Now you ask why there are no pictures of tango orchestras with a tuba, and the answer is simple: Because it was a secret, and Victor wanted to keep it as a secret. Think of Coca Cola™: They never published their recipe, and neither did Victor tell all the details about what happened in the studio. Occasionally OTV might also incorporate other instruments like a vibraphone or a guitar, which all went under the Orquesta Típica Victor brand. And, of course, we must bear in mind that OTV never played in public, just in the studio. 

Any Others?

So far, I haven’t heard a tuba in recordings by other orchestras – except one: Julio Pollero, who also recorded for Victor. The tuba is not very easy to spot in his work because the audio quality of the preserved recordings is not as good as those by OTV, but in Tristeza nocturna by Antonio Buglione, already from 1927, the presence of the tuba is apparent; just listen the cadence at 0:33. It’s needless to say that there is no picture of Pollero posing with a tuba, either. This brass instrument was associated with other music genres and didn’t fit in the public image of a tango orchestra.

Today's Tango Is... Julio Pollero - Tristeza Nocturna 05-12-1927

The End of an Era

OTV used the tuba in virtually all their recordings for a couple of years, including this vals A la mar se fue by Armando Acquarone, recorded on December 28, 1932.

Orquesta tipica Victor Y Luis Díaz, Carlos Lafuente A la mar se fue VALS 1932

The next tango OTV recorded a month later, January 31, 1933, was Adiós by an unknown composer.

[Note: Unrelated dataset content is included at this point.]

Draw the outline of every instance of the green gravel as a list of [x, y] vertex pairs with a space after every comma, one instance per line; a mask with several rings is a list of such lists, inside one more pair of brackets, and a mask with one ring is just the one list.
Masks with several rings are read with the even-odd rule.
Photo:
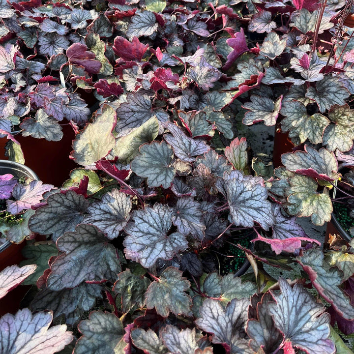
[[[245, 247], [248, 246], [249, 237], [240, 239], [231, 239], [230, 241], [235, 244], [239, 244]], [[228, 273], [236, 273], [242, 266], [246, 260], [244, 252], [235, 246], [226, 243], [220, 251], [221, 253], [227, 256], [234, 256], [234, 257], [226, 257], [219, 255], [220, 262], [220, 274], [225, 275]]]
[[349, 229], [354, 226], [354, 218], [349, 214], [350, 210], [345, 204], [334, 203], [333, 212], [342, 227], [350, 235]]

It was dramatically different.

Adiós

Then, after two rancheras, they made this beloved recording of Ventarrón by Pedro Maffia.

Ventarrón - Orquesta Típica Victor con Elvino Vardaro (1933)

Now, what has happened? The tuba is gone, as is the walking beat. Was Adiós a goodbye to more than just one instrument? Yes, it was a goodbye to an era that started when guardia nueva was born in the early 1920s and Orquesta Típica Victor was set up in 1925. It was a goodbye to the relaxed marcato en dos that had to give way to the agitated marcato en cuatro. Thus, OTV was a vanguard in the beat revolution that made Juan D’Arienzo famous two years later and affected all tango music to come. The tuba or even the arrastre were no more needed because all the beats were now equal.

Should We Hire a Tuba Player Now?

Now that I have found the secret of OTV, I face the question of whether we should hire a tuba player in Sexteto Viento to be authentic when playing in OTV style. Well, I think it won’t be a good idea because we wouldn’t be a sextet after that. But, to be serious, there is no sense having another bass instrument in such a small ensemble. Luckily, the next OTV style piece we are going to play in May, vals Amor cobarde, was recorded by OTV when the tuba had left the scene.

However, I would like to recommend trying a tuba in an orquesta típica if the aim is to play in true OTV style. While digesting this idea, we could listen to Tubatango, a band that is guaranteed to be double bass free.